Practitioners in the Family Court reported that while contact between siblings is accepted in theory, in practice it is not straightforward. Some reasons for sibling relationships being 'severed' or 'drifting apart' are:
- While professionals favour quite 'inclusive' definitions of siblings, in practice strong recognition is given only to relationships between full and half siblings. Relationshipsbetween step siblings, and especially foster siblings, are rarely given weight in legal decision making, despite these sometimes being very important to children.
- Professionals and young people expressed a strong ethical commitment to treating full and half siblings equally, but in practice, this is far from the case.
- 'Age-driven' decisions often take precedence over more nuanced assessments of the relationships between siblings and particular needs and wishes.
- Despite attempts to move towards what is referred to as 'open' adoption, there is still a strong assumption that once a child is adopted, direct contact with their birth relatives, including siblings, will be almost impossible to sustain. This is symbolically reinforced by statute that deems them to be no longer 'a blood relative'.
- In non-adoptive placements, contact between separated siblings is far more likely to take place but in practice can be difficult to arrange and maintain.
- Older siblings tend to lose out when decisions are made. There is a lack of consistency in responses to those that are considered to have taken on an 'inappropriate' caring role for their younger siblings. Children caring for siblings are treated differently from children caring for parents.
- There is a profound reluctance to use existing legal measures to order contact between separated siblings and in practice contact is usually left to adopters and local authorities to determine. The reasons for this include child-centred and pragmatic concerns about court involvement but there are deeply ingrained assumptions that a stronger message from the courts about contact will deter potential adopters and undermine the security of adoptions.
- There are concerns that young people do not know what law can do to help them in circumstances where contact is deemed important but does not happen.
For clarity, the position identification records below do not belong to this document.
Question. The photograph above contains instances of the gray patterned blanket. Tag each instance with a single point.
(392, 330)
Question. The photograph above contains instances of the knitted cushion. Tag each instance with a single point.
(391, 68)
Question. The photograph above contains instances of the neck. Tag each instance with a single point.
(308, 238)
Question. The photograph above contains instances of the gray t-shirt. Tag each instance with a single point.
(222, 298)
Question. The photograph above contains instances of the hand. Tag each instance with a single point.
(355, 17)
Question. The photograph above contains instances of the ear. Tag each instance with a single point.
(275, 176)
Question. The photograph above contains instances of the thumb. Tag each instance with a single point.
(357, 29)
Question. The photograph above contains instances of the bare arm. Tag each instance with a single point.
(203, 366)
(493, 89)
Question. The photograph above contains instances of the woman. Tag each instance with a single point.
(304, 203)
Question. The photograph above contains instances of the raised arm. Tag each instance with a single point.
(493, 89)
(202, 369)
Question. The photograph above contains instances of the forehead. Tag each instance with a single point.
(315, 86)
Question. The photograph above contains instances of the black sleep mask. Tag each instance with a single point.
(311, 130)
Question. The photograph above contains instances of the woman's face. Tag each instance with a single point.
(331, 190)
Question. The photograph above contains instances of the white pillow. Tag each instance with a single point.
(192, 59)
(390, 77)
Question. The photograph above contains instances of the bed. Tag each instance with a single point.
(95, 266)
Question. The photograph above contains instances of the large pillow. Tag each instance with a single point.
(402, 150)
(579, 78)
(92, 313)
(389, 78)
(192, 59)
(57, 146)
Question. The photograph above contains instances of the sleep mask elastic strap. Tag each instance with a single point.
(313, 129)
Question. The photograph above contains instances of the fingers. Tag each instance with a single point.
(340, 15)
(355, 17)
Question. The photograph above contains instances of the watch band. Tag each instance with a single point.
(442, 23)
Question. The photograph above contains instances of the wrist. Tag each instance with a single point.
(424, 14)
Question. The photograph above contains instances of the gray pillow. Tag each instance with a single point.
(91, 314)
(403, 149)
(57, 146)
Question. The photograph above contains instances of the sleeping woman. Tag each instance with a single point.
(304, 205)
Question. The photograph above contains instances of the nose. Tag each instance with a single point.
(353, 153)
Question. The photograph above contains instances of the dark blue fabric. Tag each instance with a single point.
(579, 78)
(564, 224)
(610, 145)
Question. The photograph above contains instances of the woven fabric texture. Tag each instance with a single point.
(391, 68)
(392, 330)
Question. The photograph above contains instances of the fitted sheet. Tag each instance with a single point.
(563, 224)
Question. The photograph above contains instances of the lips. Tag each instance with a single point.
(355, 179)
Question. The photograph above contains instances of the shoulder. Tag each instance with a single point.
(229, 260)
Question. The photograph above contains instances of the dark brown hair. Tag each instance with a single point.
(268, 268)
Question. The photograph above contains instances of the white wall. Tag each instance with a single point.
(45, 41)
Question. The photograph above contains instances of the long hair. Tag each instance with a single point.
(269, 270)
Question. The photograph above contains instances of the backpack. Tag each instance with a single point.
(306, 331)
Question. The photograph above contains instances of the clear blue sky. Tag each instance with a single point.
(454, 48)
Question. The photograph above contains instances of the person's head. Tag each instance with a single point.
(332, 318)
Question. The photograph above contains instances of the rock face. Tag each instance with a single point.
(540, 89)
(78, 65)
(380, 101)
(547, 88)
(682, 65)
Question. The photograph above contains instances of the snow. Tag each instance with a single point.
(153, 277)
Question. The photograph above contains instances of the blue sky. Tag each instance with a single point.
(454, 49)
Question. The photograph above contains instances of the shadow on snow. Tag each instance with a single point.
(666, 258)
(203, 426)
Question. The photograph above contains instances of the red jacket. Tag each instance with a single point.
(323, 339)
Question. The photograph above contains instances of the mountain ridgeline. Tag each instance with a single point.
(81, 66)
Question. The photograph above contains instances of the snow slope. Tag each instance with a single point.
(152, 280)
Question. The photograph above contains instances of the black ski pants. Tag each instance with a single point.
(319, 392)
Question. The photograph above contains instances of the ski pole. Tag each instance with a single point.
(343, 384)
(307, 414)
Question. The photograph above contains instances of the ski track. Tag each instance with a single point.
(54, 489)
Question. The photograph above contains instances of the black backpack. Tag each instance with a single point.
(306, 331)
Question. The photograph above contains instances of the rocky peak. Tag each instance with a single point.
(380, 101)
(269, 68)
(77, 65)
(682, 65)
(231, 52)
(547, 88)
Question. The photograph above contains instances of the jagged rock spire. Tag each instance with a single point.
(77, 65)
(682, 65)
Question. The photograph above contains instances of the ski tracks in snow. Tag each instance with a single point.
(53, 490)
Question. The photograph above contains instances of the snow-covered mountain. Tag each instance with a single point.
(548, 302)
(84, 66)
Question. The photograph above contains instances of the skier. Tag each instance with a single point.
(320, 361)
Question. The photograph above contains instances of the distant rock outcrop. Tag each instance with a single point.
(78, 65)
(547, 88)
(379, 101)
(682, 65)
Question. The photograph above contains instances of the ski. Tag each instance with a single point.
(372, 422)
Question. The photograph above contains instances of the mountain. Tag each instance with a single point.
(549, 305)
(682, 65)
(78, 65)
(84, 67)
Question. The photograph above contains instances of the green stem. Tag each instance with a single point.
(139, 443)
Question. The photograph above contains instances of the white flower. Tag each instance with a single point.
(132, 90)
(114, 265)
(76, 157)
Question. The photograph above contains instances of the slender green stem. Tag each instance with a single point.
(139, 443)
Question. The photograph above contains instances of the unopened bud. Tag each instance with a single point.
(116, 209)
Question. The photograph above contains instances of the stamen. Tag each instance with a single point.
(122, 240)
- There are widespread assumptions that the stability of adoption placements will be undermined by contact with siblings still living with or in contact with their birth relatives; that expectations of direct contact will deter potential adopters; and that post-adoption contact should only take place with the agreement of adoptive parents.
The year-long research project, conducted by researchers at the School of Law at Birkbeck, University of London, is the first legal study to focus on sibling relationships in England and Wales. It explores what types of siblings are recognised in law (full, half, step, foster) and, through interviews with judges, lawyers, social workers and other professionals across the country, what emphasis is placed on the relationship in care and adoption decision making.
Birkbeck's Professor Daniel Monk, who led the research, said: "All the professionals we spoke to thought bonds between brothers and sisters were very important, but also recognised challenges in being able to effectively protect or sustain these relationships for children who enter the care system. The Judges we spoke to described decisions which impact on siblings as 'the hardest', 'the most difficult', and 'heartbreaking'. There are no easy answers and there will always be a limit to what law can do, but it is important that law and practice understand WHY siblings sometimes slip from view and are able to address this wherever possible."
A 16 year old surveyed as part of the research said: "When you think about it, the courts always try to keep the routine or not disturb the child's life and all that, try to keep it as normal as possible, but they're separating the siblings from each other. How's that keeping it normal as possible, when in reality, in the most perfect home, you get to see your siblings?"